If you are doing energy-volume calculations or cell shape and volume relaxations you must understand the Pulay stress, and related problems.

The Pulay stress arises from the fact that the plane wave basis set is not complete with respect to changes of the volume. Thus, unless absolute convergence with respect to the basis set has been achieved - the diagonal components of the stress tensor are incorrect. This error is often called "Pulay stress". The error is almost isotropic (i.e. the same for each diagonal component), and for a finite basis set it tends to decrease volume compared to fully converged calculations (or calculations with a constant energy cutoff).

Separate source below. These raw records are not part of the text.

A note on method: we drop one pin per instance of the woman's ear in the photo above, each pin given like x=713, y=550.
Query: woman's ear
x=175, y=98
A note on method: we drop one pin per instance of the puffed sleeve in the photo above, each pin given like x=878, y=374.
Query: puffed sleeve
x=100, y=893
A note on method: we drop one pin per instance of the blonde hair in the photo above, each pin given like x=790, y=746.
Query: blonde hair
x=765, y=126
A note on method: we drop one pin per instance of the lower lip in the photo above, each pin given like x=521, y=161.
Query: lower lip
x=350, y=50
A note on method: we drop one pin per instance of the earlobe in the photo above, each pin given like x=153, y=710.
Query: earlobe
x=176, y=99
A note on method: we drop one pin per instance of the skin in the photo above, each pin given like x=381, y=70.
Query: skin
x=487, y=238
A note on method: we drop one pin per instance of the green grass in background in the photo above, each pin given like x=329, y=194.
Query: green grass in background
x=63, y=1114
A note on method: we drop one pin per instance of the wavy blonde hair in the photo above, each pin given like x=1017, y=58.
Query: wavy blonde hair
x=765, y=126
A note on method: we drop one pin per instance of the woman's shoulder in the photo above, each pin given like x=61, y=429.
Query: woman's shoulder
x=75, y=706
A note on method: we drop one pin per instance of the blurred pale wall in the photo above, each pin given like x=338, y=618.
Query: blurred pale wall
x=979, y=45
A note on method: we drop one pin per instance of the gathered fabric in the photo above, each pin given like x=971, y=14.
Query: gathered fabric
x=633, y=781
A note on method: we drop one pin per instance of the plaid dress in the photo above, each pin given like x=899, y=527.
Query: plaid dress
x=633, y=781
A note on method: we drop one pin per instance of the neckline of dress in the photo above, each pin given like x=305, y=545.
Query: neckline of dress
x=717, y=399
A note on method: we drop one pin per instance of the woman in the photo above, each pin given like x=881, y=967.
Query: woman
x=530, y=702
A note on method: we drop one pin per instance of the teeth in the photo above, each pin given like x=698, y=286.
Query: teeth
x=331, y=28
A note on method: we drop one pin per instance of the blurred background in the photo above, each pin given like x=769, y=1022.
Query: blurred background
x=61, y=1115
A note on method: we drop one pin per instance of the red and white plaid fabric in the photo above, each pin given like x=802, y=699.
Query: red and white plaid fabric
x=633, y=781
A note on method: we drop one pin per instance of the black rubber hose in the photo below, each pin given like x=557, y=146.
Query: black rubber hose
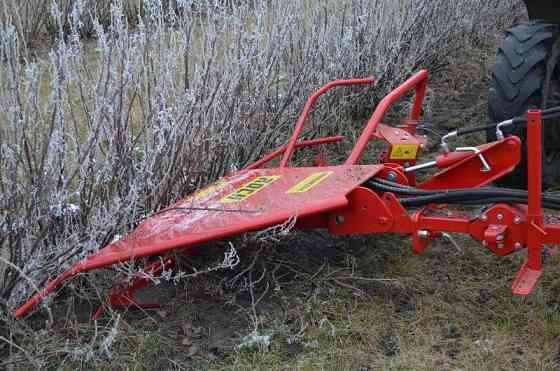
x=547, y=114
x=459, y=196
x=553, y=197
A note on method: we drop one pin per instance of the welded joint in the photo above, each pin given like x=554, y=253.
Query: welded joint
x=485, y=165
x=499, y=132
x=445, y=141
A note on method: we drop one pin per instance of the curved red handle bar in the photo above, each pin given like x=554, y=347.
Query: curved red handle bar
x=308, y=105
x=418, y=81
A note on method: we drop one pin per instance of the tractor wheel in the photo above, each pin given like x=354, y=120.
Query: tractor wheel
x=526, y=76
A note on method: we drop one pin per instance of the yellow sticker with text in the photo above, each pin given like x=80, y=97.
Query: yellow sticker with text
x=404, y=152
x=249, y=189
x=206, y=191
x=309, y=182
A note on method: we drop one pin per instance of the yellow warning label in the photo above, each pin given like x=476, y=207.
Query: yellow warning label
x=206, y=191
x=249, y=189
x=404, y=152
x=309, y=182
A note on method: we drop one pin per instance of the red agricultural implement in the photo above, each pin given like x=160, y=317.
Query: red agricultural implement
x=351, y=198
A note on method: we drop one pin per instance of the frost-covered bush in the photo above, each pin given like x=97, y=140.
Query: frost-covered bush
x=97, y=134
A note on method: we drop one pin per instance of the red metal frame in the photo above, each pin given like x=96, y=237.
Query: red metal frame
x=335, y=198
x=307, y=109
x=418, y=82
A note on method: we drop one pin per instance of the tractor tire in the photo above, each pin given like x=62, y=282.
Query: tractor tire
x=526, y=76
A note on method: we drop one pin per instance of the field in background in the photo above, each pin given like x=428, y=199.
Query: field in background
x=99, y=133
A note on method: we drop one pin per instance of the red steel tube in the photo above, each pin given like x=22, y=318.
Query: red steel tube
x=534, y=188
x=304, y=143
x=307, y=108
x=417, y=81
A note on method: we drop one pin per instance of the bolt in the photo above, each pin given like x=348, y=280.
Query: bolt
x=423, y=234
x=383, y=220
x=392, y=176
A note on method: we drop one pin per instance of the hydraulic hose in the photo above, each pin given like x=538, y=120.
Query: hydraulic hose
x=415, y=197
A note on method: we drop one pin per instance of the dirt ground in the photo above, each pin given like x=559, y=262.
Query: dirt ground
x=313, y=302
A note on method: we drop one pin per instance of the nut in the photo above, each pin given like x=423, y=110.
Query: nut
x=423, y=234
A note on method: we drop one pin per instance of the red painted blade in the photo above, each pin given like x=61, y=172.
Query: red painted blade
x=246, y=201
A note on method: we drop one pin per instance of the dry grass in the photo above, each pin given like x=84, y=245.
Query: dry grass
x=322, y=303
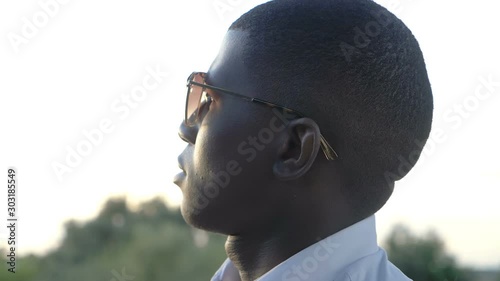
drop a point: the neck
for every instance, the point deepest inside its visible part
(254, 254)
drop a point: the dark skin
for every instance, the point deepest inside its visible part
(285, 199)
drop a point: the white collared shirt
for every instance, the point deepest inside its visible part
(351, 254)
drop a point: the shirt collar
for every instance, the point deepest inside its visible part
(320, 261)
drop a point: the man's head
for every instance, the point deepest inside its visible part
(358, 76)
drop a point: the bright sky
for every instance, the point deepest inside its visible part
(76, 70)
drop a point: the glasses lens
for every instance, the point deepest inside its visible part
(193, 99)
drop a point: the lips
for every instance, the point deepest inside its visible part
(179, 178)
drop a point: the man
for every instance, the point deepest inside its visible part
(296, 134)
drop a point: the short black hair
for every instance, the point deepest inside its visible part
(358, 71)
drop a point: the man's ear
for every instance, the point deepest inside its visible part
(299, 150)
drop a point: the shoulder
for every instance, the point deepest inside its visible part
(372, 267)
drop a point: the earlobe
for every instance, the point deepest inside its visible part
(299, 150)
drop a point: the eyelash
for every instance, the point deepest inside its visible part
(206, 101)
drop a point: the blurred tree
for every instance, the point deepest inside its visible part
(152, 243)
(421, 259)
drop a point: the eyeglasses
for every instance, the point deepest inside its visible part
(197, 97)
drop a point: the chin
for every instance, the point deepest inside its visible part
(205, 218)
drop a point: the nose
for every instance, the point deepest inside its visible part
(188, 134)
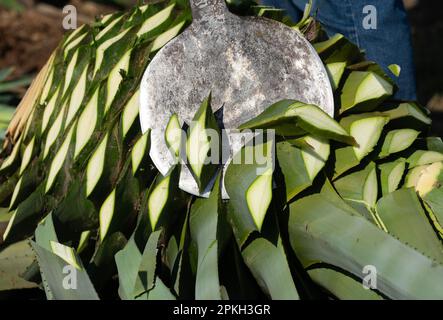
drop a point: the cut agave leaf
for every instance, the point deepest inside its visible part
(174, 136)
(11, 162)
(338, 49)
(395, 69)
(140, 152)
(162, 197)
(413, 175)
(86, 123)
(430, 178)
(391, 174)
(366, 131)
(434, 144)
(27, 155)
(269, 266)
(155, 21)
(115, 78)
(66, 253)
(404, 218)
(360, 190)
(203, 145)
(364, 91)
(240, 176)
(259, 196)
(14, 261)
(49, 109)
(300, 161)
(119, 208)
(95, 167)
(105, 46)
(130, 113)
(108, 28)
(342, 286)
(73, 44)
(433, 202)
(203, 224)
(321, 231)
(54, 132)
(423, 157)
(167, 36)
(56, 279)
(298, 118)
(398, 140)
(70, 71)
(77, 96)
(408, 110)
(335, 71)
(58, 160)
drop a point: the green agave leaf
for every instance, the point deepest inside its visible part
(291, 118)
(433, 202)
(404, 217)
(25, 217)
(249, 187)
(204, 141)
(434, 144)
(45, 233)
(136, 269)
(364, 91)
(174, 135)
(321, 231)
(395, 69)
(338, 49)
(203, 224)
(119, 208)
(342, 286)
(398, 140)
(391, 174)
(14, 261)
(269, 266)
(335, 71)
(366, 130)
(140, 154)
(300, 165)
(360, 190)
(413, 175)
(163, 198)
(430, 178)
(423, 157)
(57, 282)
(408, 113)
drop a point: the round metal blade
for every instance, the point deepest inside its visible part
(247, 63)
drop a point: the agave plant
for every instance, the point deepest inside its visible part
(362, 189)
(7, 95)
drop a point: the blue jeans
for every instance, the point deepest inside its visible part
(389, 43)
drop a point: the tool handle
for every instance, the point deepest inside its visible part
(207, 8)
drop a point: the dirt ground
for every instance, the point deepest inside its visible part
(27, 39)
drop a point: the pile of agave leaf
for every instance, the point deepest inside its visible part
(79, 190)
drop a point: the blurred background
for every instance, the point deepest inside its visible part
(31, 29)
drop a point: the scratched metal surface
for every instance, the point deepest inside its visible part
(247, 63)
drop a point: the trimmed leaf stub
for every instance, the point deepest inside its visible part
(248, 182)
(203, 146)
(364, 91)
(294, 118)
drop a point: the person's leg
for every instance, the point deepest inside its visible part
(288, 5)
(389, 43)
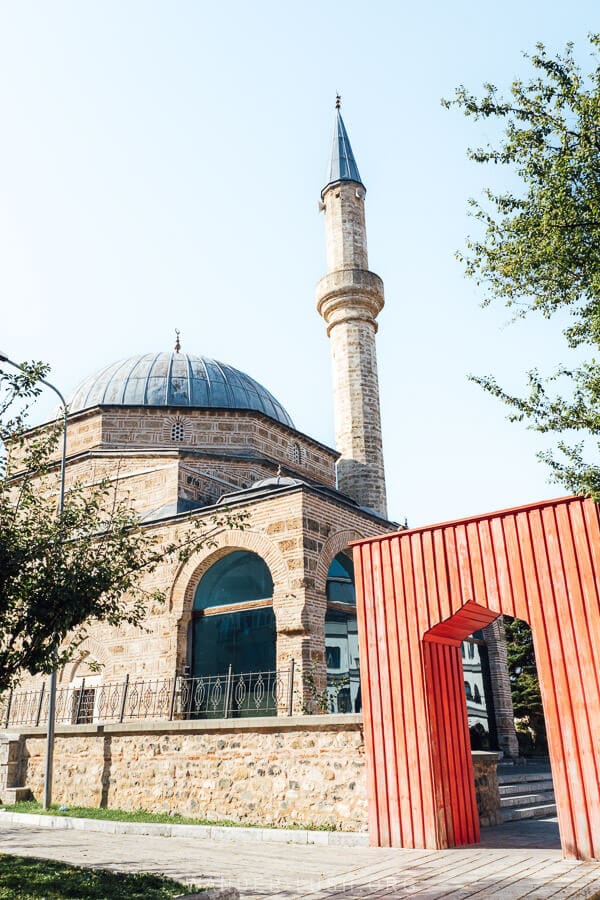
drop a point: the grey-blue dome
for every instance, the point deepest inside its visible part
(176, 379)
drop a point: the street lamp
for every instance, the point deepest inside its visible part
(61, 504)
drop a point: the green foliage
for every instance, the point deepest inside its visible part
(540, 249)
(141, 815)
(28, 878)
(525, 687)
(58, 573)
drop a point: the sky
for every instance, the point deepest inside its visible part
(160, 168)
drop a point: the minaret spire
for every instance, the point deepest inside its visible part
(342, 165)
(349, 298)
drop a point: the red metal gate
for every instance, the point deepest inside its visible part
(419, 593)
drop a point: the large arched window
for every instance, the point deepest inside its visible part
(233, 619)
(341, 637)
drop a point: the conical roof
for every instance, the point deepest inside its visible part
(342, 165)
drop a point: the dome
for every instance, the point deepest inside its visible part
(176, 379)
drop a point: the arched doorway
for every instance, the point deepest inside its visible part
(419, 593)
(233, 639)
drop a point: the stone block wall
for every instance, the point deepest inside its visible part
(306, 770)
(486, 787)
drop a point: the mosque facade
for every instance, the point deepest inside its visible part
(187, 438)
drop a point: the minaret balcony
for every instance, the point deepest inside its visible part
(349, 294)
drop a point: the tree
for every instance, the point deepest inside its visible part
(525, 686)
(59, 573)
(540, 249)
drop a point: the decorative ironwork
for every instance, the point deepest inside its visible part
(232, 695)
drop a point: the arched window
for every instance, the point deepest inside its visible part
(177, 431)
(341, 637)
(233, 619)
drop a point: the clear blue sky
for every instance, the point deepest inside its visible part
(160, 167)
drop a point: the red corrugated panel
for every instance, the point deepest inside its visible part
(419, 594)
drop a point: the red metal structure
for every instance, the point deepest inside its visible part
(419, 594)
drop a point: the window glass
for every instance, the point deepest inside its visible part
(341, 654)
(245, 640)
(340, 580)
(238, 577)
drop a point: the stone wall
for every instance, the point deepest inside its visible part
(486, 787)
(307, 770)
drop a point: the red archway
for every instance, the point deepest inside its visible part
(419, 593)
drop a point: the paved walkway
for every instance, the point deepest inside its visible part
(274, 871)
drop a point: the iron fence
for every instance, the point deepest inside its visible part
(232, 695)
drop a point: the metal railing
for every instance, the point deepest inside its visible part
(233, 695)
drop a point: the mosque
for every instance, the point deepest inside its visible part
(186, 437)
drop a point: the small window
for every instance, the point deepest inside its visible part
(295, 453)
(83, 706)
(333, 657)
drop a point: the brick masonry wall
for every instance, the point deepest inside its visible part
(307, 770)
(297, 532)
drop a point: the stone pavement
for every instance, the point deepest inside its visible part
(277, 871)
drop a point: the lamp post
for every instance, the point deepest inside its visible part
(52, 688)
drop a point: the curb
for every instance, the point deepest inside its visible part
(212, 894)
(204, 832)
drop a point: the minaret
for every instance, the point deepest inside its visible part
(349, 298)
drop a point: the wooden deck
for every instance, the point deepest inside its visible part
(278, 871)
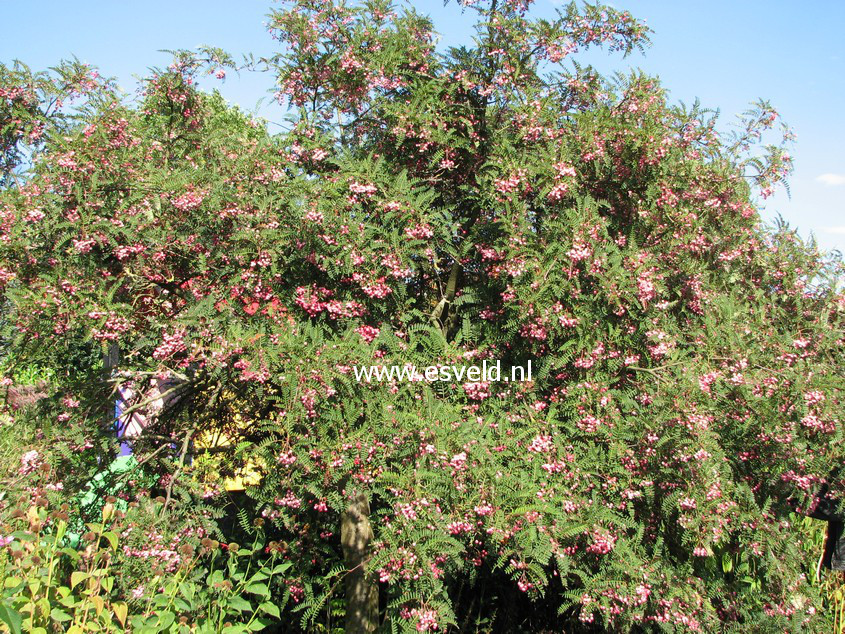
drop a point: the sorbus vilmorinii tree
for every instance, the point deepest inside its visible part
(496, 201)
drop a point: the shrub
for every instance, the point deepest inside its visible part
(426, 207)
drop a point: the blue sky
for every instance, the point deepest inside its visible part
(725, 53)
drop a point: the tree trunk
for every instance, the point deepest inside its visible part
(356, 537)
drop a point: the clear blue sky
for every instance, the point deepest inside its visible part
(726, 53)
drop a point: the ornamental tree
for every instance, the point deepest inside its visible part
(496, 201)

The Pulay stress and related problems affect the behavior of VASP and any plane wave code in several ways: First it evidently affects the stress tensor calculated by VASP, i.e. the diagonal components of the stress tensor are incorrect, unless the energy cutoff is very large (ENMAX=1.3 *default is usually a safe setting to obtain a reliable stress tensor). In addition it should be noted that all volume/cell shape relaxation algorithms implemented in VASP work with a constant basis set. In that way all energy changes are strictly consistent with the calculated stress tensor, and this in turn results in an underestimation of the equilibrium volume unless a large plane wave cutoff is used. Keeping the basis set constant during relaxations has also some strange effect on the basis set. Initially all G-vectors within a sphere are included in the basis. If the cell shape relaxation starts the direct and reciprocal lattice vectors change. This means that although the number of reciprocal G-vectors in the basis is kept fixed, the length of the G-vectors changes, changing indirectly the energy cutoff. Or to be more precise, the shape of cutoff region becomes an elipsoide. Restarting VASP after a volume relaxation causes VASP to adopt a new "spherical" cutoff sphere and thus the energy changes discontinuously.

One thing which is important to understand, is that problems due to the Pulay stress can often be neglected if only volume conserving relaxations are performed. This is because the Pulay stress is usually almost uniform and it therefore changes the diagonal elements of the stress tensor only by a certain constant amount (see below). In addition many calculations have shown that Pulay stress related problems can also be reduced by performing calculations at different volumes using the same energy cutoff for each calculation (this is what VASP does by default), and fitting the final energies to an equation of state. This of course implies that the number of basis vectors is different at each volume. But calculations with many plane wave codes have shown that such calculations give very reliable results for the lattice constant and the bulk modulus and other elastic properties even at relatively small energy cutoffs. Constant energy cut-off calculations are less prone to errors cause by the basis set incompleteness than constant basis set calculations. But it should be kept in mind that volume changes and cell shape changes must be rather large in order to obtain reliable results from this method, because in the limit of very small distortions the energy changes obtained with this method are equivalent with that obtained from the stress tensor and are therefore affected by the Pulay stress. Only volume changes of the order of 5-10 % guarantee that the errors introduced by the basis set incompleteness are averaged out.